Mega churches can feel like metropolises, with so many people coming and going. It's vibrant and energetic, but it can also feel distant. Small groups serve a particularly important purpose for these larger churches as they help get people involved and feel better connected. This fellowship and connection to the good word can have a tremendous impact on membership engagement and growth.

If you're looking to better organize and grow your small groups, consider some simple and smart advice:

Small group outreach

Create a specific strategic plan for growing existing small groups and developing new small groups. Make it your goal to have every member attend a small group in some capacity. A big part of this is having a strong core of volunteers who passionately help lead groups. Once that is established, make sure you have a variety of options to attract different types of personalities. For example, some Bible study groups are ongoing and others study one subject for a finite amount of time. What's more, variety is the spice of life: The same person who wants to participate in a theater group may not be the same person who wants to work on the church green committee. Offer many options to catch the interest of the most participants.

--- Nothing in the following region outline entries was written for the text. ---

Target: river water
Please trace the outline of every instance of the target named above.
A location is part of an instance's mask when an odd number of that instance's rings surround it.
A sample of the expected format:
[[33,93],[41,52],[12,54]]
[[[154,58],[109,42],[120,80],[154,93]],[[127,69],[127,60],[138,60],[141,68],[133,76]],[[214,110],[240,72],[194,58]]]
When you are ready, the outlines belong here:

Get small group directories

Small groups are like sub-communities at a church. Think of a large office building with various teams. It's sometimes difficult to know who is on what team, so businesses often have directories of some kind. At a church, you can better keep small groups organized by having Lifetouch Church Directories come and create a special directory for small groups and staff. For example, you may do a section dedicated to all the teachers of religious education and youth ministry. This specialty directory becomes an easy reference for current members as well as for outreach efforts to grow new membership.

Plan for growth

This might seem obvious, but many church groups can quickly feel exclusive and it can be difficult to be the new person in the room. Make sure current members are consistently welcoming new members. If new people sign up, make time to introduce everyone at the start of the session. Name tags are beneficial for new people as well as those who have participated for years. Print out materials, have extra supplies on hand and be open to any questions. If groups reach about an 80 percent capacity, consider splitting or offering another time. You don't want to reach your cap without a plan, and ideally no one would ever be turned away.

Small groups become important bricks that support the foundation of the church. If you organize the groups, evaluate offerings and boost outreach, you'll grow your small groups and your church will benefit tremendously.